"Horses don't sense sech things ez we would," said another.

"Don't ye fool yerself, Billy, they do. I raised a fine colt onct, kept her till she was nine years old, then sold her to a man twenty miles away. He came for her, 'nd when he went to take her she seemed to know she wasn't jist lent or hired, and such mournful whinnying I never heard before nor since. She was always such a willing creature, but then she pulled back and all but balked. My, how the children cried 'nd took on! I felt myself as if I'd committed a crime. Well, do you think when I got up in the morning that creature was back in her old stall, tired and muddy, but jest as happy! She had traveled the forty miles and was home again.

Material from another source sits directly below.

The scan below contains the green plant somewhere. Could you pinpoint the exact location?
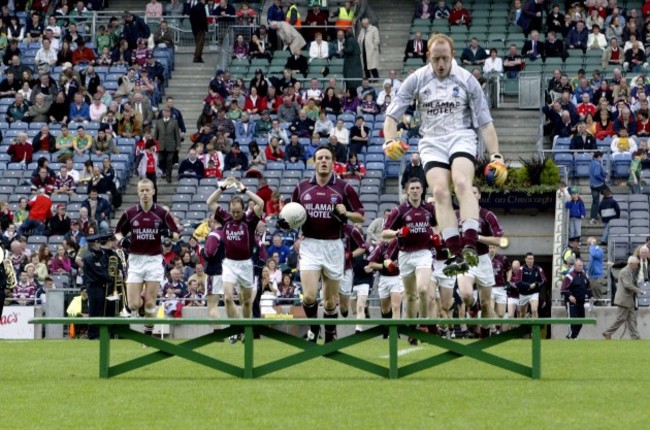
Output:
[540,157,560,187]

"The next day the man came again. She resisted and plead harder than ever, but of course he took her. He shut her in safely that time. Six months after he was driving by our place when she set up sech a neighing, and, despite his best efforts, she turned in at the gate. I went out and she acted so tickled. I persuaded him to stop to dinner, and I assure you she was bountifully cared for in her old stall.

"She again left reluctantly. Three or four months later, she got out of her pasture and came home. Five years after she came again; and the queerest thing was, she hadn't forgotten us a bit. It always makes me blue to think what she had suffered from pure homesickness in those years."

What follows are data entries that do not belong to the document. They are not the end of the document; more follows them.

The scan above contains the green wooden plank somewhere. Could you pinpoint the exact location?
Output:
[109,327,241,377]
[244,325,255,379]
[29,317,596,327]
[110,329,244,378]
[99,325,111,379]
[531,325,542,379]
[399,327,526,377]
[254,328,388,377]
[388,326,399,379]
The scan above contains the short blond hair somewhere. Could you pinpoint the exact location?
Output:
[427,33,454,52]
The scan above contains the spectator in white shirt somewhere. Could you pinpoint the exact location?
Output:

"That 'minds me," said another man, "of a big gray horse my daughter used to own. She sold sewing machines, and drove the animal nearly every day for two or three years; then she sold him.

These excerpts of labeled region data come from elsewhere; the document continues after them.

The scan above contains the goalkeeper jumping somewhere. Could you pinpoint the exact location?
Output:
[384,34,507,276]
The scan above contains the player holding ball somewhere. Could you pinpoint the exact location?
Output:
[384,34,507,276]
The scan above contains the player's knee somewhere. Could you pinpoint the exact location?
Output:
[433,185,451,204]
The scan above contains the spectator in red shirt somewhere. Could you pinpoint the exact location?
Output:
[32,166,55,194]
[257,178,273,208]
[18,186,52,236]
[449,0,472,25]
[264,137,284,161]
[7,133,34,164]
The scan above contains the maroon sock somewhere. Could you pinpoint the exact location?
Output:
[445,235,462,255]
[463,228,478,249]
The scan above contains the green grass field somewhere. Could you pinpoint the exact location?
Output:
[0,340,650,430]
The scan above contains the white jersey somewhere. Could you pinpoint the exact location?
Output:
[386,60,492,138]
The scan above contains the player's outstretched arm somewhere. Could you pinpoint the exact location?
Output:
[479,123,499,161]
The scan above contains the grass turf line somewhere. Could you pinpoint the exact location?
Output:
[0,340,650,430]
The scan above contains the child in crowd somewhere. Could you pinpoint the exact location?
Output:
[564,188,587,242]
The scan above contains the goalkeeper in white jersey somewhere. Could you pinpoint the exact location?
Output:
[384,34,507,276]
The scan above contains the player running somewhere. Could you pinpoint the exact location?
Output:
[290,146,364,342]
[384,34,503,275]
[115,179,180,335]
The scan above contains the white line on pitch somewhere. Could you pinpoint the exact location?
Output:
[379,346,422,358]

"It was, maybe, two years after that, that she was crossing a pasture one day, when she saw a big gray horse making swiftly towards her. It scared her a bit at first, but when he neighed she knew it was old Jim. Would you believe he came straight to her, and laid his head on her shoulder? If that ain't memory and affection for ye, what is it?"

"Yes, 'nd the wonder is that folks ain't better to 'em than they be. They get mighty rough used some times. I knew a man down East; he purtended to be a sort of a preacher, too, that used to pound his horses fer just what was his own fault. One day he overloaded 'em, 'nd because they couldn't pull up a steep place he got back of 'em 'nd jabbed 'em with the tines o' a pitchfork till the blood jest trickled down. At another time he got mad at one of 'em, 'nd, taking her out of the harness, beat her till he knocked her down, then he hitched the other horse to her and made him drag her all over a stony, rough pasture. When the neighbors see him, the trail her body made was marked with blood. There was a fuss, but he let 'em know he'd do as he pleased with his own. Her side was all tore to pieces, 'nd, after sufferin' a while, she died."

"I see a fellow jest last week," put in another, "knock his horse down; then, because she couldn't get up, he kicked an eye out."

"Mercy on us!" cried the first speaker, "if I thought them 'ere black ponies of mine would ever fall into such hands, I'd take 'em home 'nd let the blamed mortgage foreclose."

"There's no tellin'," answered another.